If your company is headed in the right direction, investors will begin reaching out to you well before you start raising the growth round. This dynamic may be different for many entrepreneurs relative to their early rounds, where they had to do most of the legwork to find the right investors and reach out to them. Many investors will do that work at this stage. However, it is important to build a relatively wide funnel of investors and engage with them over a period of time to discover a mutual fit. For growth investors, the funnel from meeting to funding could be as leaky as it is for early stage investors. Investors will connect with a large number of promising companies, and do their in-depth assessment and due diligence later.

Stay in touch with investors who reached out to you, as well as larger investors you may have engaged with during prior rounds. We have also seen some entrepreneurs send periodic updates on business progress to a select group — which is a good way to keep in touch and keep the relationships warm. In our experience, the best deals are the ones where the investor and entrepreneur get to know each other over a period of time, as the weeks during the fundraise could be frenzied and may not provide ample opportunity for this.

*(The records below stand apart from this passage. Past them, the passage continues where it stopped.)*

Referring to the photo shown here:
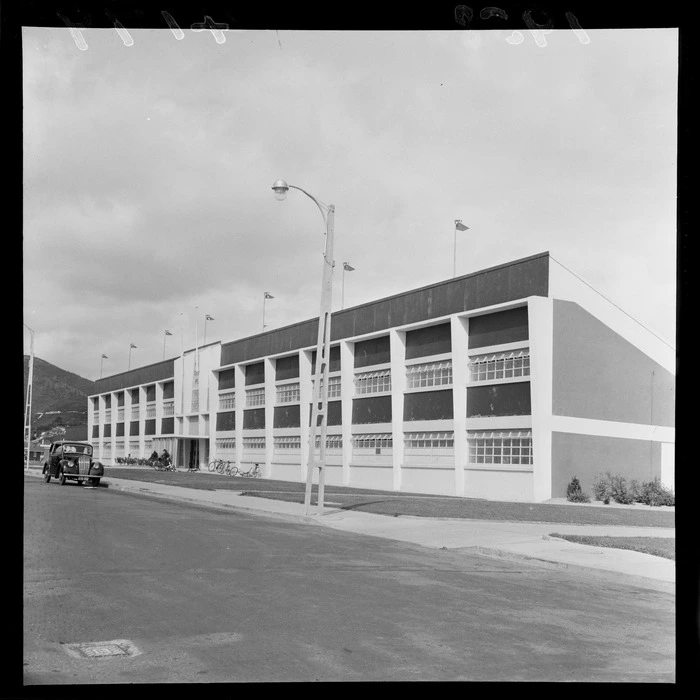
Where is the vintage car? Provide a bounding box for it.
[42,440,104,486]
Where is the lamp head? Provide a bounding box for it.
[272,180,289,202]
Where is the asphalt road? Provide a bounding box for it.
[24,478,675,685]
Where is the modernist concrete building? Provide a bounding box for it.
[88,253,676,501]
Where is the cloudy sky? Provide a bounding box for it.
[22,27,678,379]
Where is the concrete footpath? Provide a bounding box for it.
[25,469,676,593]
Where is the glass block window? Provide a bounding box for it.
[277,382,300,403]
[352,433,394,449]
[219,392,236,411]
[273,435,301,450]
[467,430,532,464]
[245,387,265,406]
[404,431,455,450]
[406,360,452,389]
[190,370,199,413]
[316,435,343,450]
[469,348,530,382]
[311,377,340,399]
[355,369,391,394]
[243,437,265,450]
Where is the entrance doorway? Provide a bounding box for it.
[187,440,199,469]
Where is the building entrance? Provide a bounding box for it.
[187,440,199,469]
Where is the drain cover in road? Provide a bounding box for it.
[63,639,141,659]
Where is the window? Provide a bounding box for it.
[245,387,265,406]
[219,392,236,411]
[406,360,452,389]
[355,369,391,394]
[467,430,532,464]
[243,437,265,450]
[352,433,394,449]
[404,431,455,453]
[469,348,530,382]
[190,370,199,413]
[311,377,340,399]
[277,382,300,403]
[316,435,343,450]
[273,435,301,450]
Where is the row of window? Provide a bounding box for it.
[219,349,530,411]
[93,348,530,423]
[92,430,532,465]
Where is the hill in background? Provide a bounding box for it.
[24,355,95,437]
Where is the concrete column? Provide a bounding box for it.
[340,340,355,486]
[299,350,313,483]
[389,330,406,491]
[139,386,147,458]
[234,365,245,464]
[450,316,469,496]
[263,357,277,478]
[527,297,554,502]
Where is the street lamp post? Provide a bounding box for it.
[272,180,335,515]
[24,323,34,471]
[163,331,172,359]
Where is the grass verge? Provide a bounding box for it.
[550,532,676,561]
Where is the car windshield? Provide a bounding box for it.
[63,445,92,455]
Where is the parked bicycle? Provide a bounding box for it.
[237,464,261,479]
[149,459,175,472]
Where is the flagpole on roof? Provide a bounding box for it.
[340,262,355,309]
[452,219,469,277]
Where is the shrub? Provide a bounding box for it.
[593,472,612,503]
[610,476,634,505]
[566,477,591,503]
[637,476,676,506]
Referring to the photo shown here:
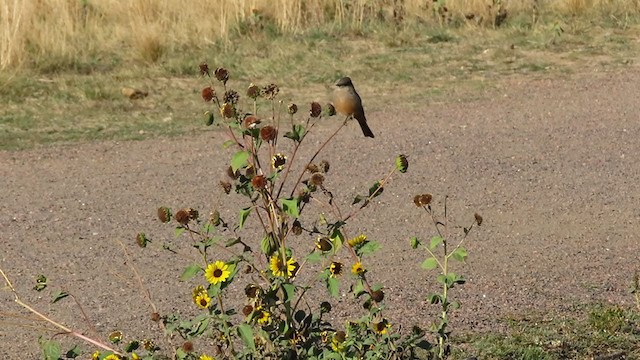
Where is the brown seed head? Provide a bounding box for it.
[473,213,482,226]
[214,68,229,84]
[309,101,322,118]
[319,160,329,174]
[316,236,332,251]
[251,175,267,189]
[220,103,236,119]
[242,115,260,129]
[247,83,260,100]
[175,209,190,226]
[287,103,298,115]
[324,104,336,116]
[220,180,231,194]
[242,305,253,316]
[136,232,149,248]
[261,84,280,100]
[222,90,240,105]
[309,173,324,186]
[158,206,171,224]
[199,63,211,76]
[182,341,193,353]
[260,125,278,141]
[202,86,216,101]
[371,290,384,302]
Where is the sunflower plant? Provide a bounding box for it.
[410,194,482,360]
[124,64,428,359]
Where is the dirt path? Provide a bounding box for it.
[0,69,640,359]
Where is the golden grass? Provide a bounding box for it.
[0,0,640,71]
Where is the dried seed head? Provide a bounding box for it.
[220,103,236,119]
[136,232,149,248]
[309,173,324,186]
[396,155,409,174]
[220,180,231,194]
[261,84,280,100]
[307,163,320,174]
[182,341,193,353]
[202,86,216,101]
[260,125,278,141]
[158,206,171,224]
[214,68,229,84]
[175,209,190,226]
[413,194,433,207]
[371,290,384,302]
[291,220,302,235]
[316,236,333,251]
[242,115,261,129]
[227,166,240,180]
[199,63,211,76]
[271,153,287,171]
[473,213,482,226]
[287,103,298,115]
[319,160,329,174]
[151,312,160,322]
[324,104,336,116]
[251,175,267,189]
[244,284,260,299]
[242,305,253,316]
[247,83,260,100]
[209,210,220,226]
[309,101,322,118]
[222,90,240,105]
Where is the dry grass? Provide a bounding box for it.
[0,0,640,72]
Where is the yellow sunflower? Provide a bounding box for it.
[351,261,365,276]
[347,234,367,247]
[270,254,296,277]
[204,261,231,285]
[329,261,342,277]
[193,285,211,309]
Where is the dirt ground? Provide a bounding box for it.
[0,67,640,359]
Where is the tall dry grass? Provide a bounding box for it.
[0,0,640,70]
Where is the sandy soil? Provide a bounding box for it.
[0,68,640,359]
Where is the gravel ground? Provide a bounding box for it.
[0,68,640,359]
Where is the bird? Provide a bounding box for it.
[333,76,374,138]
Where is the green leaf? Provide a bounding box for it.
[409,236,420,249]
[64,345,82,359]
[175,226,185,237]
[420,257,438,270]
[38,337,62,360]
[282,198,300,219]
[429,236,444,250]
[231,150,250,172]
[327,276,340,298]
[282,284,296,302]
[180,264,202,281]
[305,251,324,263]
[238,207,252,229]
[238,324,256,351]
[450,246,469,262]
[358,241,380,256]
[51,291,69,304]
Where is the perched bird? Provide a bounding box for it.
[333,77,374,138]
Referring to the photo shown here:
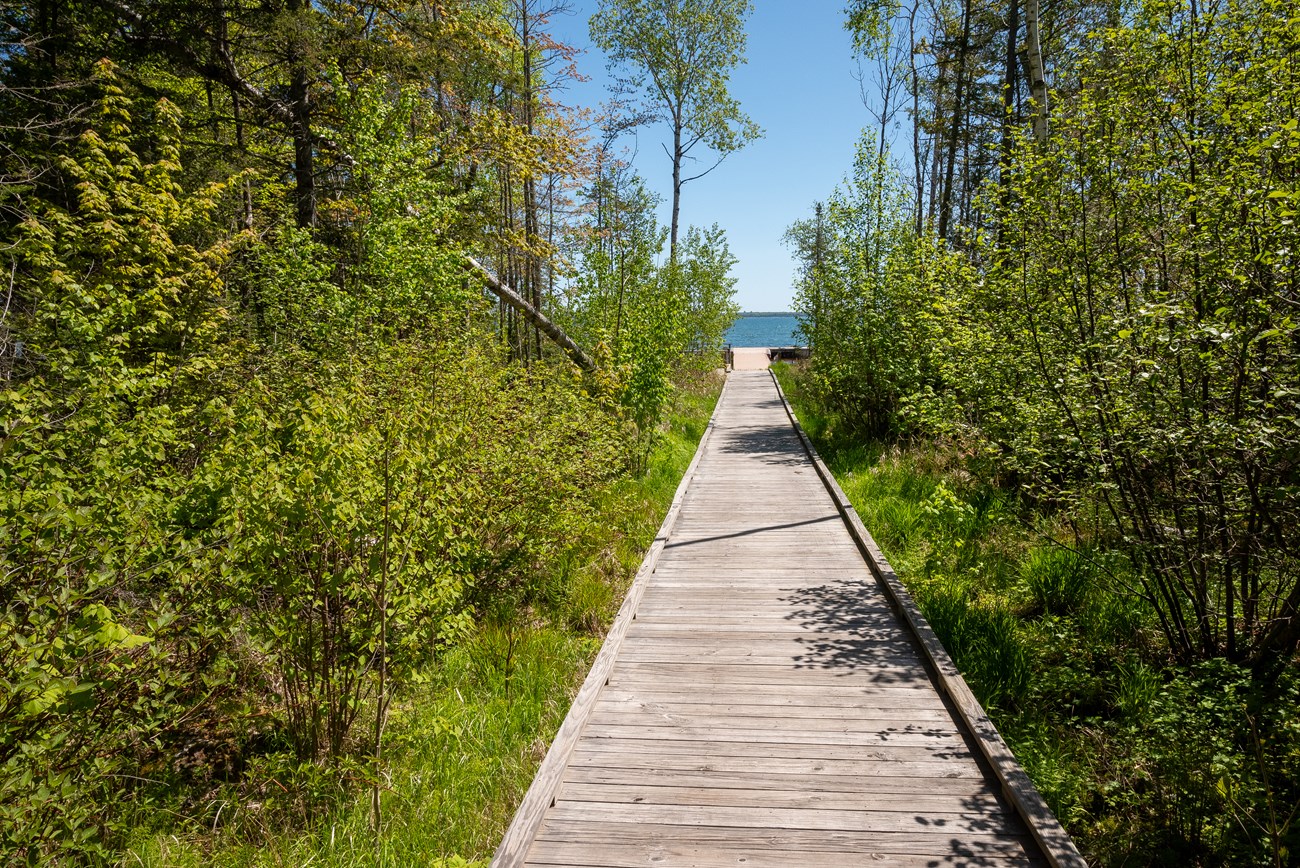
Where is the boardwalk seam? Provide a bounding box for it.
[768,372,1088,868]
[491,378,731,868]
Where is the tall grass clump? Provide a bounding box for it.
[777,366,1300,868]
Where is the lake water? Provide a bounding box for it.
[727,313,803,347]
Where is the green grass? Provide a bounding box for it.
[118,369,720,868]
[777,365,1300,865]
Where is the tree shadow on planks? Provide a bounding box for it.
[926,823,1047,868]
[718,424,809,466]
[664,513,840,548]
[785,578,933,689]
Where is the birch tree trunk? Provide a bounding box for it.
[1024,0,1048,144]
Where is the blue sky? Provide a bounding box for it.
[550,0,871,311]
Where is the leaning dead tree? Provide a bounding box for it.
[465,256,595,373]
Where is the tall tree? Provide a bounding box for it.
[592,0,762,261]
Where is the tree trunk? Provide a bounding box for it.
[668,108,684,265]
[997,0,1021,212]
[939,0,971,238]
[289,0,316,229]
[907,0,926,238]
[1024,0,1048,144]
[465,256,595,372]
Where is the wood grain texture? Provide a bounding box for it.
[493,372,1082,868]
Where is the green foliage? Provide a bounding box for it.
[792,0,1300,672]
[1021,546,1092,615]
[122,369,719,867]
[0,62,236,863]
[779,366,1300,865]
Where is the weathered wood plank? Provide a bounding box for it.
[538,820,1035,867]
[494,373,1081,868]
[529,839,1043,868]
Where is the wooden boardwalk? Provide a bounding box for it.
[494,370,1084,868]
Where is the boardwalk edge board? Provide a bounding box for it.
[770,372,1088,868]
[491,379,731,868]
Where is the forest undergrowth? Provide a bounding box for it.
[777,365,1300,865]
[118,373,722,868]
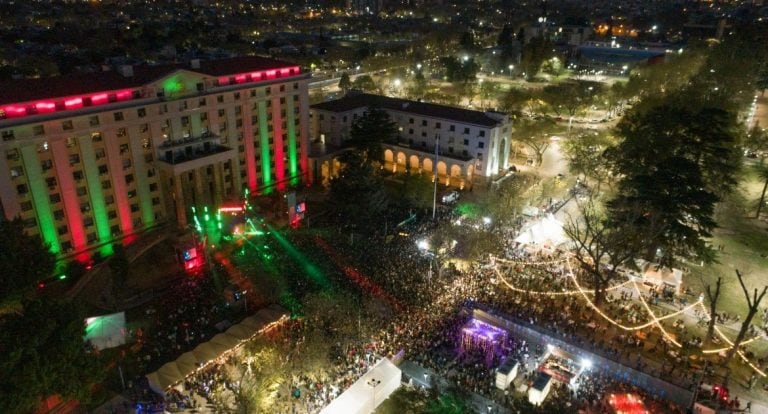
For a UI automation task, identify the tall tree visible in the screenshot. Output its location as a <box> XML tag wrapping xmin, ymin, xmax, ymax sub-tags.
<box><xmin>723</xmin><ymin>269</ymin><xmax>768</xmax><ymax>366</ymax></box>
<box><xmin>0</xmin><ymin>218</ymin><xmax>56</xmax><ymax>302</ymax></box>
<box><xmin>513</xmin><ymin>119</ymin><xmax>560</xmax><ymax>165</ymax></box>
<box><xmin>563</xmin><ymin>199</ymin><xmax>641</xmax><ymax>306</ymax></box>
<box><xmin>608</xmin><ymin>106</ymin><xmax>740</xmax><ymax>266</ymax></box>
<box><xmin>349</xmin><ymin>107</ymin><xmax>398</xmax><ymax>163</ymax></box>
<box><xmin>560</xmin><ymin>131</ymin><xmax>614</xmax><ymax>193</ymax></box>
<box><xmin>706</xmin><ymin>277</ymin><xmax>723</xmax><ymax>339</ymax></box>
<box><xmin>755</xmin><ymin>163</ymin><xmax>768</xmax><ymax>218</ymax></box>
<box><xmin>0</xmin><ymin>299</ymin><xmax>104</xmax><ymax>414</ymax></box>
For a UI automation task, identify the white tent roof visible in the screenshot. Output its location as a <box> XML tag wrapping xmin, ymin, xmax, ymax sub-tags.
<box><xmin>320</xmin><ymin>358</ymin><xmax>402</xmax><ymax>414</ymax></box>
<box><xmin>85</xmin><ymin>312</ymin><xmax>125</xmax><ymax>350</ymax></box>
<box><xmin>515</xmin><ymin>213</ymin><xmax>568</xmax><ymax>247</ymax></box>
<box><xmin>147</xmin><ymin>308</ymin><xmax>288</xmax><ymax>394</ymax></box>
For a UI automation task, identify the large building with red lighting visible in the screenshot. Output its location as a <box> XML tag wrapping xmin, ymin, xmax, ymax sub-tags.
<box><xmin>0</xmin><ymin>57</ymin><xmax>309</xmax><ymax>255</ymax></box>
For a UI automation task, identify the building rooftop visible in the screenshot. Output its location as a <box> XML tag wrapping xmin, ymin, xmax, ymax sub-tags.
<box><xmin>312</xmin><ymin>93</ymin><xmax>503</xmax><ymax>127</ymax></box>
<box><xmin>0</xmin><ymin>56</ymin><xmax>296</xmax><ymax>105</ymax></box>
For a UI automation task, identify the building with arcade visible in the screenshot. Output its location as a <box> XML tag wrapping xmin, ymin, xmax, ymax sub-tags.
<box><xmin>0</xmin><ymin>57</ymin><xmax>309</xmax><ymax>255</ymax></box>
<box><xmin>309</xmin><ymin>91</ymin><xmax>512</xmax><ymax>188</ymax></box>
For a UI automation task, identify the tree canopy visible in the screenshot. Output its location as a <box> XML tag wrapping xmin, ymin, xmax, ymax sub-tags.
<box><xmin>608</xmin><ymin>105</ymin><xmax>740</xmax><ymax>265</ymax></box>
<box><xmin>0</xmin><ymin>299</ymin><xmax>104</xmax><ymax>413</ymax></box>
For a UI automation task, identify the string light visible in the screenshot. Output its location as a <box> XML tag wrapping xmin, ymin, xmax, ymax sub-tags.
<box><xmin>494</xmin><ymin>257</ymin><xmax>768</xmax><ymax>377</ymax></box>
<box><xmin>494</xmin><ymin>268</ymin><xmax>630</xmax><ymax>296</ymax></box>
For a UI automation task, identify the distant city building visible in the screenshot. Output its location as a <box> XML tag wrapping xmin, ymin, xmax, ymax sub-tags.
<box><xmin>0</xmin><ymin>57</ymin><xmax>309</xmax><ymax>254</ymax></box>
<box><xmin>573</xmin><ymin>41</ymin><xmax>667</xmax><ymax>76</ymax></box>
<box><xmin>310</xmin><ymin>92</ymin><xmax>512</xmax><ymax>188</ymax></box>
<box><xmin>347</xmin><ymin>0</ymin><xmax>383</xmax><ymax>16</ymax></box>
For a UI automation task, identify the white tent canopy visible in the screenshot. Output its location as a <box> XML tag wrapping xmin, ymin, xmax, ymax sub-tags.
<box><xmin>85</xmin><ymin>312</ymin><xmax>125</xmax><ymax>350</ymax></box>
<box><xmin>320</xmin><ymin>358</ymin><xmax>402</xmax><ymax>414</ymax></box>
<box><xmin>515</xmin><ymin>213</ymin><xmax>568</xmax><ymax>247</ymax></box>
<box><xmin>147</xmin><ymin>307</ymin><xmax>288</xmax><ymax>394</ymax></box>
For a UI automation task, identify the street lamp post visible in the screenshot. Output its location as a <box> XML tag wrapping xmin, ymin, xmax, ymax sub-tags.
<box><xmin>432</xmin><ymin>134</ymin><xmax>440</xmax><ymax>221</ymax></box>
<box><xmin>365</xmin><ymin>378</ymin><xmax>381</xmax><ymax>412</ymax></box>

When it comes time to negotiate the deal, do not get fixated on the valuation number alone. Take a careful look at the entire deal, the quality of the investment firm, and the specific investor you’d be working with. At the later stages, we are seeing more structured deals that involve terms such as guaranteed IRRs, warrants and multiple/tiered liquidation preferences. Some structures focus on generating a baseline return to protect the downside, while others provide investors mechanisms to double down on the upside. Evaluate the pros and cons of these carefully, and get expert advice if needed

Be prepared for the diligence process to take significantly longer than prior venture rounds. Even though you’ll hear of outlier cases where growth rounds get closed in a couple of weeks, that’s simply not how a vast majority of them get done. Most sophisticated growth investors will conduct in-depth commercial diligence and financial/legal due diligence. Be patient through the process as investors go through customer conversations and reference checks, various analyses and internal approval cycles. Have one or more trusted lieutenants working with you on this and coordinating with the rest of the company.

If you can find the right match and invest the time needed to close the deal, you are well on your way to the next stage in your company’s growth.